After the scope of a project has been defined, the SC2020 Strategy Process starts with a few dozen qualitative interviews with practitioners at the firm who are from different areas of interest. Data from the interviews is analyzed qualitatively and validated with the group to build a “strategy map” that connects the firm’s stated strategy and its activities on the field. Based on this map, a series of evaluations is then run to identify areas that are a poor fit in the current strategy, or that do not fit either with the business strategy or with other areas in the business. Based on this diagnostic, a reformulation effort - driven by controlled convergence - is launched, with the goal of producing a superior supply chain strategy that can be then deployed to replace the existing one.
Key benefits:(*) A better understanding of the current supply chain strategy and other related functional strategies(*) An evaluation of the strengths and weaknesses of the existing supply chain strategy grounded on the actual performance of various activities(*) Concrete recommendations on how to improve the coverage and alignment of the existing supply chain strategy
PHASE 1: Completed in June 2005, the first phase of research focused on understanding excellent supply chains. It involves identifying and researching the organizations that drive today’s successful supply chains in a broad range of industries, with the aim of understanding the evolving business strategies, operating models, practices and principles that are responsible for driving improved performance.

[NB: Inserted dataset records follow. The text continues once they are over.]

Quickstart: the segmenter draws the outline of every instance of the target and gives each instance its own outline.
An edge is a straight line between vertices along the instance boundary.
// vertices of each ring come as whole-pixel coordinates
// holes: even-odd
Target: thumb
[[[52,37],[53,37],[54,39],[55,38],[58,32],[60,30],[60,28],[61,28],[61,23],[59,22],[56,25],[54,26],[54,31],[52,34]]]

PHASE 2: Phase II included a detailed investigation of the supply chain principles work which was initiated in Phase I. Phase II also saw the creation of the first version of the three macro factors scenarios of the world from the supply chain point of view, namely Alien Nations, Spin City, and Synchronicity. These scenarios were developed to facilitate the supply chain strategy development process using the SC2020 Strategy Alignment framework and excellent supply chain characteristics identified in Phase I.
Phase II research resulted in five Masters theses and two working papers in addition to the Advisory council proceedings.
PHASE 3: We are currently in Phase III of the project and focused heavily on the refinement of the Scenario Planning methodology and supply chain strategy development process.
Based on the ideas generated in Phases I and II of the project, we are involved in supply chain strategy work at large companies and using the learning to enhance the process. A key deliverable will include recommendations for supply chain professionals that will lead to corporate action.
Since it is highly unlikely that any one future scenario will come to pass, every set of recommendations must accompany risk management strategies. An obvious safe bet is to consider designing a flexible supply chains that can adapt according to the shifts noticed in the sensors-in-the-ground to help detect what the future might hold. This, however, presents a significant challenge in the face of extreme cost pressures as flexibility is not free. The problem is made additionally difficult due to the lack of appropriate decision making tools to help prioritizing long-term supply chain investments. We intend to present a detailed process to assist decision makers in evaluating and selecting effective supply chain strategies.